The lifespan of tests
When tests are written as something that aids in both design and debugging their usefulness improves. It takes into account that code is a living thing that must be maintained over time and often by many different people.
If it’s not easy to add tests, you’re less likely to have as many as you should. And they are probably not as good either. When tests are part of the design process it feels less as an obstacle, but rather a helpful tool.
It quickly makes more sense to think about the ergonomics of tests when tests are not an afterthought to please the coverage report and achieve a passing build. How the input and expected conditions are presented as well as how failures are reported are important for the test ergonomics. Writing small utilities for this is well worth it in the long run.
When practicing test driven development you have the same needs for the qualities of a good test as when you debug a failed one. You want them small and simple to understand.

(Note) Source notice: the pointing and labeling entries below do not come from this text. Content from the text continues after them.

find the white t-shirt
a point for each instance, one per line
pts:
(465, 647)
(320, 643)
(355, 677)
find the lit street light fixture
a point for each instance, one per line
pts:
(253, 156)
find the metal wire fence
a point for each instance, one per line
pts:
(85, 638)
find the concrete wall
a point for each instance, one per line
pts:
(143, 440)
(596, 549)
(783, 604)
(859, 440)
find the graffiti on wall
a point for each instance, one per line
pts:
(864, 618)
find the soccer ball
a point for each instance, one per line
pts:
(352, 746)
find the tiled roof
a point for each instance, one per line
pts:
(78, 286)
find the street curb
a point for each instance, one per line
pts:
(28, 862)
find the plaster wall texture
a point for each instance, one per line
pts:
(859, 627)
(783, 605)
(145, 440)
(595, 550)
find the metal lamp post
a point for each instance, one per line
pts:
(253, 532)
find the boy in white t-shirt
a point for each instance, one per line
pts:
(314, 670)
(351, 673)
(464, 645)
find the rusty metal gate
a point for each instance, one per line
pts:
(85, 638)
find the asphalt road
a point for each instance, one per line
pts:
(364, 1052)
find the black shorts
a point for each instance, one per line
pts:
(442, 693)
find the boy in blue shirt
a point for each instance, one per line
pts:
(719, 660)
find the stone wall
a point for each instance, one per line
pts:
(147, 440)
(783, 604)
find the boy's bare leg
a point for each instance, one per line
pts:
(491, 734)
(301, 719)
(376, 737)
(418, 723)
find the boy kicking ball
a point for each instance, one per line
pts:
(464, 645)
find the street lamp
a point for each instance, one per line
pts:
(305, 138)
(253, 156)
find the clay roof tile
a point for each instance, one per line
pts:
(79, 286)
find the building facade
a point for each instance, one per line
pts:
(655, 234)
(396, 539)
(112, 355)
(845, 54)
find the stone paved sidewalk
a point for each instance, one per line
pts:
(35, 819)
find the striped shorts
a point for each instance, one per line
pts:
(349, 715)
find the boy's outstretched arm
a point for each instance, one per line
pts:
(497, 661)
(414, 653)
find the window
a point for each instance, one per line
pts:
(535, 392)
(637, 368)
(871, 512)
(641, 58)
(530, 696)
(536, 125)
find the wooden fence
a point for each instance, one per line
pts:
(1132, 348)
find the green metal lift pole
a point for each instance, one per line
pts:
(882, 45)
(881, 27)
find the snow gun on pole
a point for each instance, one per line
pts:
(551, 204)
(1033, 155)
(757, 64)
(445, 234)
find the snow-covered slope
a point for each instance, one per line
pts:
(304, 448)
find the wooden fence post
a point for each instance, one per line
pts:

Most programming tools for running unit tests are text based. And in most cases that is sufficient. But the moment you deal with 2D and 3D data the more likely you are to wish you could easily visualize it. In many cases this is solved by dumping a bitmap which can be inspected. Dealing with 2D and 3D data in some form is however not that uncommon and I think it makes sense to have some better tooling and IDE integration for visualizing this in context. For instance, a test unit reporting scheme that can include references to external output such as an image and embed it inline into the test result presentation. It would be interesting to see what tooling would appear with a general scheme like that available in the most common code editors.
I’m curious to what solutions people are currently using to better understand the data in their application. Links or references are welcome!